Вдруг все стихло, стих поющий в нем голос, потому что шум прекратился. Только дождь да ручей; крестьяне внизу невнятно шушукались, хихикали в кулак. Потом крадущиеся шаги, и скрипнула дверь. Стук подбитых гвоздями башмаков заглох, но потом лестница застонала под ними. Крадущиеся шаги приближались; лишь перед комнатой приезжих они остановились. Перешептыванье, долгое, трусливое подталкивание друг друга — и под конец рывок. Терра давным-давно повернул ключ.

Опять шушукание, попытки стали смелее, многократное щелкание дверной ручкой, сопровождаемое ругательствами. Пьяные площадные шутки, брань, пинки в дверь. Терра, оглянувшись, увидел, что у Леи глаза раскрыты и голова приподнята с подушки.

  • Этого только не хватало! — с горечью произнесла она.

Он успокоил ее.

  • Мы с ними справимся.
  • Ты? — спросила она с оттенком презрения.
  • Меня никто не знает по-настоящему, — заявил он, встал и стащил со второй постели простыню.
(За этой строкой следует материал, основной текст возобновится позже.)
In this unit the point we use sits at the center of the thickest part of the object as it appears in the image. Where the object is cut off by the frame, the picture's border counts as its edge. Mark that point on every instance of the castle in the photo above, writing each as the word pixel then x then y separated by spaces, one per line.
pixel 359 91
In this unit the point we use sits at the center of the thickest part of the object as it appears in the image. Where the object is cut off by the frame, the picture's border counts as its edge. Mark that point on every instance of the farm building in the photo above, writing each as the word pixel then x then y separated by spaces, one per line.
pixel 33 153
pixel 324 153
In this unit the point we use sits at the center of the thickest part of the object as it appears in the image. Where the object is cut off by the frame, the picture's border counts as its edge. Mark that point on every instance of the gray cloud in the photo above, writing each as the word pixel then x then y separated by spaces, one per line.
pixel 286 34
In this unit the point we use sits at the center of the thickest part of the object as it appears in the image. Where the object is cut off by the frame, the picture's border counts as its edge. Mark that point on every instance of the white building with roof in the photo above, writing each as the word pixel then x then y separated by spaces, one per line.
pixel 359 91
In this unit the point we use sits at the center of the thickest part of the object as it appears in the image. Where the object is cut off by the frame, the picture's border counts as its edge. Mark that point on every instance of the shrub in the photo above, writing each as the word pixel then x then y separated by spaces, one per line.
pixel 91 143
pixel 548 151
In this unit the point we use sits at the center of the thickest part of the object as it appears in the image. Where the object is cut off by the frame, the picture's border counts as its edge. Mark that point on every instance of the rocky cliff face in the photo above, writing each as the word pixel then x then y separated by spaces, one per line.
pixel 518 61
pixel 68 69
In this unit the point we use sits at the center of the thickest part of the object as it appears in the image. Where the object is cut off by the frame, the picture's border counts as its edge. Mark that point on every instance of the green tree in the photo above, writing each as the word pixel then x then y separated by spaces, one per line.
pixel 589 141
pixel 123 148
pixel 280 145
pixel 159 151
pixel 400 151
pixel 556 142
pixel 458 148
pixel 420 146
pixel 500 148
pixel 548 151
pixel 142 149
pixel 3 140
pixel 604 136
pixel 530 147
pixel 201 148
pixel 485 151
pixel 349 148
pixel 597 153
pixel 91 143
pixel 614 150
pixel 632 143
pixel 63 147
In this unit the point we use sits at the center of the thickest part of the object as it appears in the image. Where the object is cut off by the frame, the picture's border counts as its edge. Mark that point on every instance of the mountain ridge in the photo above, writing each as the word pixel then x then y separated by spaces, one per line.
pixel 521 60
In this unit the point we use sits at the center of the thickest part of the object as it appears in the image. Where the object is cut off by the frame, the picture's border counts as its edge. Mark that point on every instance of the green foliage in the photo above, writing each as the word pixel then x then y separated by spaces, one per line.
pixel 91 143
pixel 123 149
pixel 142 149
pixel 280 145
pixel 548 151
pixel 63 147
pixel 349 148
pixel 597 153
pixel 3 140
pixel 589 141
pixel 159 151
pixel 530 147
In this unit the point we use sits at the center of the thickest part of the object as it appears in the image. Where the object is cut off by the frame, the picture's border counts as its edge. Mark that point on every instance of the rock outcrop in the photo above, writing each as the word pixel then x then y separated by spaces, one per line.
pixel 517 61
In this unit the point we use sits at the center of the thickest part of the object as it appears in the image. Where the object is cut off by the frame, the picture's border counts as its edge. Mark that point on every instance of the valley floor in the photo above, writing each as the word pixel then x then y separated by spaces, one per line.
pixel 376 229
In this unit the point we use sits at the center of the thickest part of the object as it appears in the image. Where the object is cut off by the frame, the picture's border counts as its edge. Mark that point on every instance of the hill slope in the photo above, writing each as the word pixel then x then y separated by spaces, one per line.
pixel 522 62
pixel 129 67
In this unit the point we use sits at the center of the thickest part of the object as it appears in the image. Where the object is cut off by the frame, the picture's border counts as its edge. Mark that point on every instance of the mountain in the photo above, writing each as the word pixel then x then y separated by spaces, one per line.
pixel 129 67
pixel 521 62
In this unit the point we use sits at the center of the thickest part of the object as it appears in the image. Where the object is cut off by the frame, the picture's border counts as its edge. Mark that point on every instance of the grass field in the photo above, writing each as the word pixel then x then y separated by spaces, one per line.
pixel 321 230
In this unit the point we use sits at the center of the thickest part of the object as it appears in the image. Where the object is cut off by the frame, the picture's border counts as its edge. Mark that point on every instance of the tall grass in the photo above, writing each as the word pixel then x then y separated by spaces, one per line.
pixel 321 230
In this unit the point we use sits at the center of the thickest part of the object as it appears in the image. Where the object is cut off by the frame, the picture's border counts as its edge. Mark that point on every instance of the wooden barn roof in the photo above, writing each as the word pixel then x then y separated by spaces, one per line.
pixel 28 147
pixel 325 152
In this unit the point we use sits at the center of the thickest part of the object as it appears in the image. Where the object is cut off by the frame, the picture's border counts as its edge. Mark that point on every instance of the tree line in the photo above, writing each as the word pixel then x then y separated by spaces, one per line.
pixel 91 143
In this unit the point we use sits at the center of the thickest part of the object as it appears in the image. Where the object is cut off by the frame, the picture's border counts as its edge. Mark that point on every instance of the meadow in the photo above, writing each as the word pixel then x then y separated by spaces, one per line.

Он спрятал свечу за печку, так что остались одни световые полосы на полу. Над световыми полосами, как над раскаленными колосниками, в темноте парило что-то белое. Фигура без лица, но два угля горели у нее вместо глаз, и она издавала стоны. Дверь распахнулась, и перед пьяной оравой предстала фигура, горящая, стонущая, колеблющаяся, как от согретого воздуха.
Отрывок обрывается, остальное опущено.